Let’s take a look at how to install Hadoop on Windows to practice Hadoop programming.
In order to process large data sets in Hadoop it is necessary to install a full version of Hadoop on a real cluster with nodes of computers ranging from tens to several thousands. However, we can start experimenting with Hadoop technology right away by downloading a sandbox installation in our computer. A Sandbox installation of Hadoop is a ready to run installation with core Hadoop module and other related Hadoop software packages bundled in a virtual machine(vm) image. It typically runs on a single node and it is good enough for us to learn Hadoop.
The three main sand box distributions of Hadoop are:
- Cloudera QuickStart VM
- Hortonworks Sandbox
- MapR Sandbox for Hadoop
All the above sandbox distributions can be downloaded for free from the respective websites.
We will go ahead with installing Cloudera QuickStart VM in Windows for our Hadoop learning purpose. Cloudera QuickStart VM comes with CentOS 6 operating system and the following Hadoop ecosystem and Development tools pre-installed.
|Apache Hadoop Ecosystem Tools||Development Tools|
|Apache Hadoop||JDK 7|
|Apache Spark||Eclipse IDE (Luna) with Maven|
|Apache Pig||MySQL database|
|Apache Hive||Git Command Line|
So, there is no need for us to worry about installing all these software separately. Instead, we could simply install Cloudera QuickStart VM and get our hands dirty by developing Hadoop MapReduce code.
Before we can install and configure Cloudera QuickStart VM we need a VirtualBox to run it.
Note: VirtualBox allows us to run multiple operating systems as virtual machines in our computer at the same time. For instance, we can run Linux on our Windows PC, run Windows and Linux on our Mac etc.
Let’s watch the following video tutorial to install VirtualBox and to install and configure Cloudera QuickStart VM 5.8.0 in Windows.
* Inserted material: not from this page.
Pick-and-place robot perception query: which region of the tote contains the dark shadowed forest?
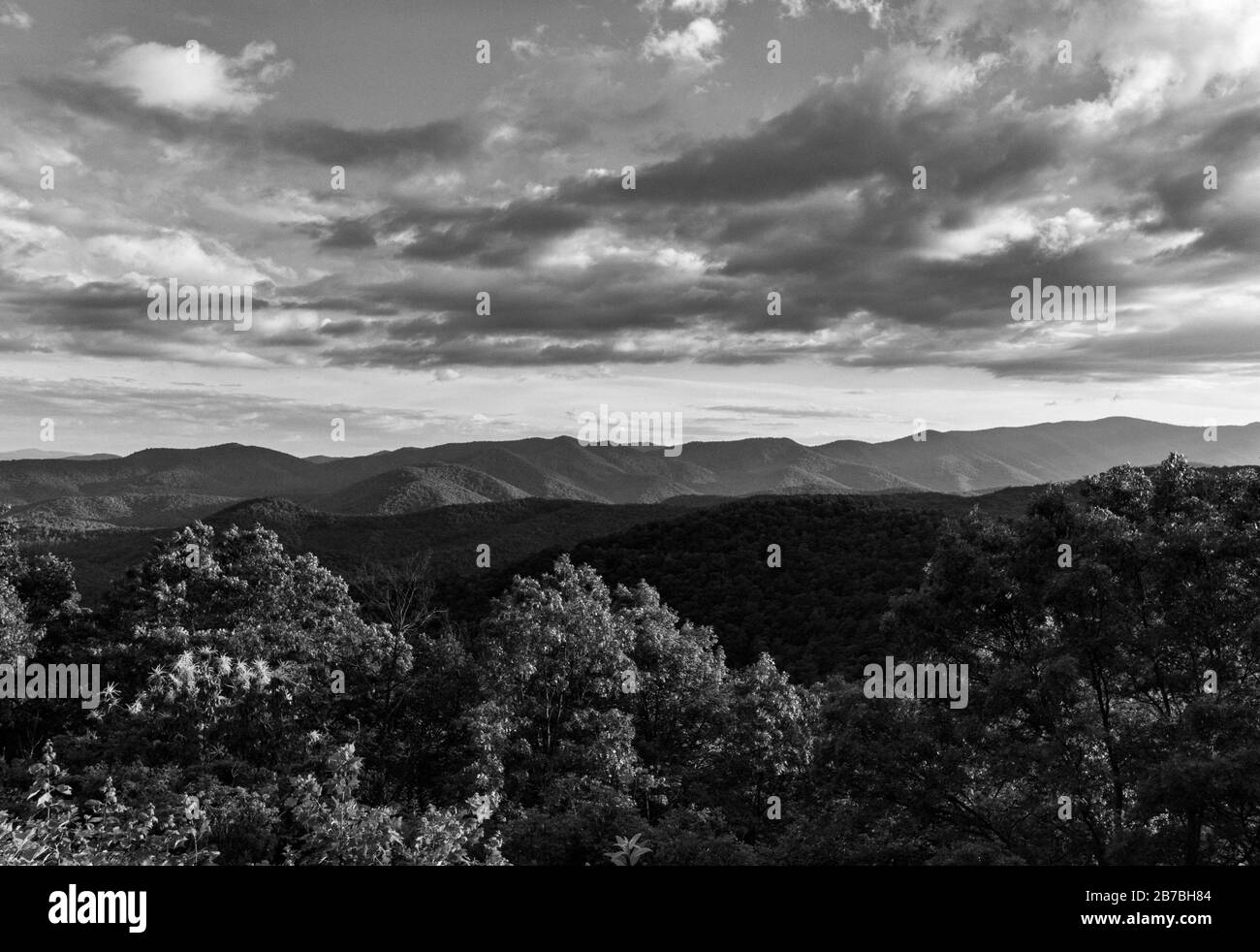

Since the host and guest machines are running on different operating systems we are unable to share files between our Windows host and Linux guest (VM). This video tutorial will show us how to share our computer’s files with a Virtual Machine.
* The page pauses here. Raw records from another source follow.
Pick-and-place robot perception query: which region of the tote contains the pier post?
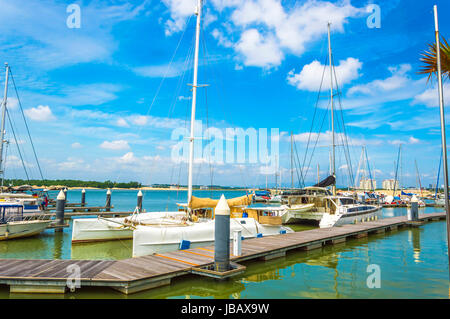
[233,230,242,256]
[55,190,66,231]
[137,190,142,213]
[105,188,111,212]
[214,194,230,272]
[408,196,419,221]
[81,188,86,207]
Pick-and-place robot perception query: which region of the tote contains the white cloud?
[287,58,362,91]
[235,29,283,68]
[408,136,420,144]
[24,105,55,122]
[348,64,411,95]
[163,0,197,36]
[100,140,130,151]
[116,117,130,127]
[133,63,185,78]
[163,0,360,69]
[213,0,358,68]
[413,83,450,107]
[132,115,148,126]
[0,0,148,69]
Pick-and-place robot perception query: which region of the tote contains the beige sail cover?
[189,194,253,209]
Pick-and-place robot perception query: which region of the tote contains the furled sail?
[313,175,336,187]
[189,194,253,209]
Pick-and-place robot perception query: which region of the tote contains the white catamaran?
[282,24,380,228]
[72,0,292,252]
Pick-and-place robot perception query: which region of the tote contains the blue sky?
[0,0,450,187]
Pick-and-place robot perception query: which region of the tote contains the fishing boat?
[0,193,42,217]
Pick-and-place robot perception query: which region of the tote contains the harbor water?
[0,190,449,299]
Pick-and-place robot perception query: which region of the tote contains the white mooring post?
[105,188,111,212]
[55,190,66,231]
[408,195,419,221]
[81,188,86,206]
[214,194,230,272]
[136,190,143,213]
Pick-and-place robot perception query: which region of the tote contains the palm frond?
[417,38,450,81]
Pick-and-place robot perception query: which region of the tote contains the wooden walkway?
[0,213,446,294]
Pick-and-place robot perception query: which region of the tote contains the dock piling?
[55,190,66,231]
[233,230,242,256]
[408,196,419,221]
[105,188,111,212]
[214,194,230,272]
[81,188,86,206]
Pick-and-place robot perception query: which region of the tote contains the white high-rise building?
[383,179,398,190]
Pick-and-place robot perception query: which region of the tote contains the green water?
[0,191,449,298]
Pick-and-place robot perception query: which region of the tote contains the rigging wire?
[8,67,44,180]
[3,109,30,182]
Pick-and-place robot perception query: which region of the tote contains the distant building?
[383,179,398,190]
[359,178,377,190]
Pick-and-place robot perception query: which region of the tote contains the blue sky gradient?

In this post, we learned on how to install VirtualBox, Cloudera QuickStart VM 5.8.0 in Windows and how to share files between Windows host and the Virtual Machine. If you have any questions or comments regarding this blogpost or would like to suggest another way to share files with the VM, please feel free to post it in the comment section below.
At ByteQuest, we are planning to offer face-to-face (in person) Big Data training courses in Bay Area, CA. If you are interested in enrolling, please click here to learn more. If you would like to receive our latest posts & updates on big data training directly in your email inbox, please subscribe. If you have any questions or suggestions for us, please feel free to contact us.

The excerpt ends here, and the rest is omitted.